The man was removed from his post. He had dropped his cell phone in the water tank while taking a selfie. According to him, the smartphone contained sensitive government data.
A not-very-ecological selfie story. In India, a civil servant was removed from his post for abusing his position. The reason: He ordered a water tank to be emptied to retrieve his $1,200 phone that he had dropped while taking a selfie, according to the BBC.
After several unsuccessful attempts to extract the laptop from the water by several local divers, Rajesh Vishwas decided to take drastic measures: the official then paid for a diesel pump to be brought in and emptied of the tank. water from the Kherkatta dam in the state of Chhattisgarh in central India.
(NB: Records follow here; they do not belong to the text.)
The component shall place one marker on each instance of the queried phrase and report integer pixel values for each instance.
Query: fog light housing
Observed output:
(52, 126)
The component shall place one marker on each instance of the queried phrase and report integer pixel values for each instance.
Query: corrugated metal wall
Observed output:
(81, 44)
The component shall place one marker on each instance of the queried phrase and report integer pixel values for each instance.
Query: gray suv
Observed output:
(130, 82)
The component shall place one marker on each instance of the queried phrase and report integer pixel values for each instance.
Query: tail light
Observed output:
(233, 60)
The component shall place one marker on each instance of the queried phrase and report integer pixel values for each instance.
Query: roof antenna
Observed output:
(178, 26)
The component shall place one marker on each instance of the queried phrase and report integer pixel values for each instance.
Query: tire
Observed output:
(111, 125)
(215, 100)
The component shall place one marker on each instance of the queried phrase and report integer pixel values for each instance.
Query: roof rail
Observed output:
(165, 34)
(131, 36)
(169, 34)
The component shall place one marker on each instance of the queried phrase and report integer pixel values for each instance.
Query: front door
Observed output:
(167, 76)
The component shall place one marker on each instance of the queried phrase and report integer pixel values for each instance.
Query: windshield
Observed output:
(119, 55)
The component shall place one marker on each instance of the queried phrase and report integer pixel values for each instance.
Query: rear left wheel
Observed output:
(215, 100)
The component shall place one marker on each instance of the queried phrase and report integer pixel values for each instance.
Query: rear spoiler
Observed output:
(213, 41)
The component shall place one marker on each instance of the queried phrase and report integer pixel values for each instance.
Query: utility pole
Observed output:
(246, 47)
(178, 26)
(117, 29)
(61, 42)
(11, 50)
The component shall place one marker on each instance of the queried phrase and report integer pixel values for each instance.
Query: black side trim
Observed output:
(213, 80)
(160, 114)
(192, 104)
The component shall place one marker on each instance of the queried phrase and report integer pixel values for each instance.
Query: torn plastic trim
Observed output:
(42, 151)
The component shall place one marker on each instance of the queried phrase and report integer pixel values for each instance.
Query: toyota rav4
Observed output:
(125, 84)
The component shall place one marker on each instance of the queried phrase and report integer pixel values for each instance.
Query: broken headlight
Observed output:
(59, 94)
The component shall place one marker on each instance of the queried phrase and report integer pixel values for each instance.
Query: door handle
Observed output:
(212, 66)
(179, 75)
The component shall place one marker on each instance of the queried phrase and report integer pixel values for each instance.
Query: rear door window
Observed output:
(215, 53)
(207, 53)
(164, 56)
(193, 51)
Three days later and after pumping several million liters of water, the official, who claimed that his Samsung contained sensitive government data, could not even reuse his phone: waterlogged, it never reignited.
The water could have been used to irrigate 600 hectares
The emptying of the dam did not fail to react. If Rajesh Vishwas hammered to several media that the water he had drained came from the overflow section of the dam and that it was “not usable”, several politicians rebelled.
The national vice-president of the opposition party, for example, was indignant in this way: “When people depend on tankers for their water supply during scorching summers, the officer has emptied several million liters which could have been used to irrigate 1,500 acres [ 600 hectares] of land”.
“Water is an essential resource and cannot be wasted like this,” said a Chhattisgarh state official.